I have seen links to semianalysis before, i just am scared of the length of this content. Is anyone reading these start to finish? Why?
The hardware story is interesting, but I’m curious how much of the real-world adoption will depend on the maturity of the compiler stack. Trainium2 already showed that good silicon isn’t enough if the software layer lags behind.
If AWS really delivers on open-sourcing more of the toolchain, that could be a much bigger signal for adoption than raw specs alone.
> they will go with three different scale-up switch solutions over the lifecycle of Trainium3, starting with a 160 lane, 20 port PCIe switch for fast time to market due to the limited availability today of high lane & port count PCIe switches, later switching to 320 Lane PCIe switches and ultimately a larger UALink to pivot towards best performance.
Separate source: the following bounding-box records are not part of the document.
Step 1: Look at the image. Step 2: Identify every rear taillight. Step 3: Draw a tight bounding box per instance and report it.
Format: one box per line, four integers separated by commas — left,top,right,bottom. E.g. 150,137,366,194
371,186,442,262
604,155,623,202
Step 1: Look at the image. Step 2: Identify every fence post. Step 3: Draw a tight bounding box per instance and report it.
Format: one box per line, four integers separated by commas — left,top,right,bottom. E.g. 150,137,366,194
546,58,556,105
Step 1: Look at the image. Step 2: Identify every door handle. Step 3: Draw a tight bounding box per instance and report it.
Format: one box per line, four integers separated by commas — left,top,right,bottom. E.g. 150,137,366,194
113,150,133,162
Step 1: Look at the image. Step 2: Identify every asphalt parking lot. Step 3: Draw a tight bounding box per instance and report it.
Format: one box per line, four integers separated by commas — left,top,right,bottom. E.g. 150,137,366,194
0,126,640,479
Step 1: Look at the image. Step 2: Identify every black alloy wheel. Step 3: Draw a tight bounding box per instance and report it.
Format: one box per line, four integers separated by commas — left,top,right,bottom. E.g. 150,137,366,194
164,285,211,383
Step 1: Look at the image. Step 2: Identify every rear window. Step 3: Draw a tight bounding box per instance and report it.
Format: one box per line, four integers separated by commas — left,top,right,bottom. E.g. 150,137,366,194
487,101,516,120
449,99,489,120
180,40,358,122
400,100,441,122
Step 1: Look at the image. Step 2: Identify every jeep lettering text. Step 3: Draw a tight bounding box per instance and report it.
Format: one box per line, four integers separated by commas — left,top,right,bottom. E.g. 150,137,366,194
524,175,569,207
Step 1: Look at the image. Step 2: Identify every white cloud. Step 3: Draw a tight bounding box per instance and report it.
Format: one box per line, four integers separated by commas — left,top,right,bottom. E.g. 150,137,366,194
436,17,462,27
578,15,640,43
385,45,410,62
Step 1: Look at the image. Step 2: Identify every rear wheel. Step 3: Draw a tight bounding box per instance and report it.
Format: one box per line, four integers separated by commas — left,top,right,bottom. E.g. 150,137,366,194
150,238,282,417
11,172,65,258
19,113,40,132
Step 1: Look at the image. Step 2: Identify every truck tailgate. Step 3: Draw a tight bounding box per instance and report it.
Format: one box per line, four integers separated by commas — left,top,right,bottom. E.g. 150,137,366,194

It doesn't have a lot of ports and certainly not enough NTB to be useful as a switch, but man, wild to me than an AMD Epyc core has 128 lanes of PCIe and that switch chips are struggling to match even a basic server's worth of net bandwidth.
Chips without an ecosystem and software (CUDA) does not a serious challenger make. Thats where Amazon has, and continues to, struggle.
This won't materialize into a legitimate threat on the NVIDIA/TPU landscape without enormous software investment. That's why NVIDIA won in the first place. This requires executives to see past the hardware and make riskier investments and we will see if this actually materializes under AWS management or not.